This is a quick note today to share some of the most very excellent kidlitosphere events going on this month, most of them having to do with National Poetry Month. I mean, really, the kidlitosphere ROCKS. If it were an animal, it would be a rocknocerous. If it were a store, it’d be Rock-Mart. If it were a small village in the distant hinterlands of the British Isles somewhere, it’d be Rockingham. Its rockositude is, quite frankly, off the charts. Here’s proof:

* * * * * * *

Wait. Who is this guy? Oh yeah, okay. It’s Gregory Pincus over at GottaBook. Who up and shaved on us.
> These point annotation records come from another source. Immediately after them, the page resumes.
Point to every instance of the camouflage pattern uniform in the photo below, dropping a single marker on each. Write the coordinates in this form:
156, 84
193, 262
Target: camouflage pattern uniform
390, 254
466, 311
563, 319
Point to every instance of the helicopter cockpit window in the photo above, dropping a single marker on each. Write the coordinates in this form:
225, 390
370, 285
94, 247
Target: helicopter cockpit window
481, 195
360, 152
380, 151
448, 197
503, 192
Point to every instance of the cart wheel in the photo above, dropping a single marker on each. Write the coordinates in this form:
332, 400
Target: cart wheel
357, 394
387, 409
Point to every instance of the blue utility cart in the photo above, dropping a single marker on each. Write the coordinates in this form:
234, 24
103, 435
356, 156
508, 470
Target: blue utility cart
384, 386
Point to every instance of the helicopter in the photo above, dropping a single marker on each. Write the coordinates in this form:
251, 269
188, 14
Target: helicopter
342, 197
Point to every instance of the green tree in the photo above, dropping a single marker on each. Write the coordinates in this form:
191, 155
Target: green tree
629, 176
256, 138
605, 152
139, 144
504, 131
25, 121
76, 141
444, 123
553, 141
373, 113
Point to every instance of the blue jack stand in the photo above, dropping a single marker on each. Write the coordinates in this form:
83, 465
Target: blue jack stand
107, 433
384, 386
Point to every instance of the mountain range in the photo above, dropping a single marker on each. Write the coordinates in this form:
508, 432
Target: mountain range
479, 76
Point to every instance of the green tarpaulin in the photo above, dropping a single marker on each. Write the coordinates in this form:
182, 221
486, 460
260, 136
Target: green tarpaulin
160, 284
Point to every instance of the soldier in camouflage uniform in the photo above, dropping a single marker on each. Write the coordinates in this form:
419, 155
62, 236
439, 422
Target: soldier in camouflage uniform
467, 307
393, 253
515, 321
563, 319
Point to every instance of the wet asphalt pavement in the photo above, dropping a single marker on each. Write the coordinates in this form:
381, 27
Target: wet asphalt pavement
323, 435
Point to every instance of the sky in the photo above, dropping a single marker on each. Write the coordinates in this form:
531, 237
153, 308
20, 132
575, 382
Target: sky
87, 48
In case you missed it, Greg will be celebrating National Poetry Month in a big ol’ way with 30 Poets/30 Days. Read all about it here, including his all-star poet line-up, but bottom line is that he’ll be posting a previously unpublished poem by a different poet for each day in April. You gotta love that. Jack Prelunsky launches Greg’s event today with “A Little Poem For Poetry Month.”

* * *

The honorable Tricia Stohr-Hunt of The Miss Rumphius Effect features Poetry Makers, in which she’ll be interviewing thirty-six rock-star poets during the month of April. The schedule’s here. How fabulous is that? Very, I say.

* * * * * * *

The multi-faceted Farida Dowler of Saints and Spinners and Minh Le of bottom shelf books (whose response to the curse-word Pivot question back in August 2007 remains my all-time favorite one and which is not appropros to this post, so I apologize) are hosting—starting today!—a children’s-book-sequels contest that calls upon the abundant creativity of their readers. It is entitled, not surprisingly, Unnecessary Children’s Book Sequels That Never Were. (What? You’ve never heard of the doomed, downright DISASTROUS sequel to Wanda Gág’s Millions of Cats, the recently discovered Millions of Rats? Well, head on over to Farida’s site to read about it today.)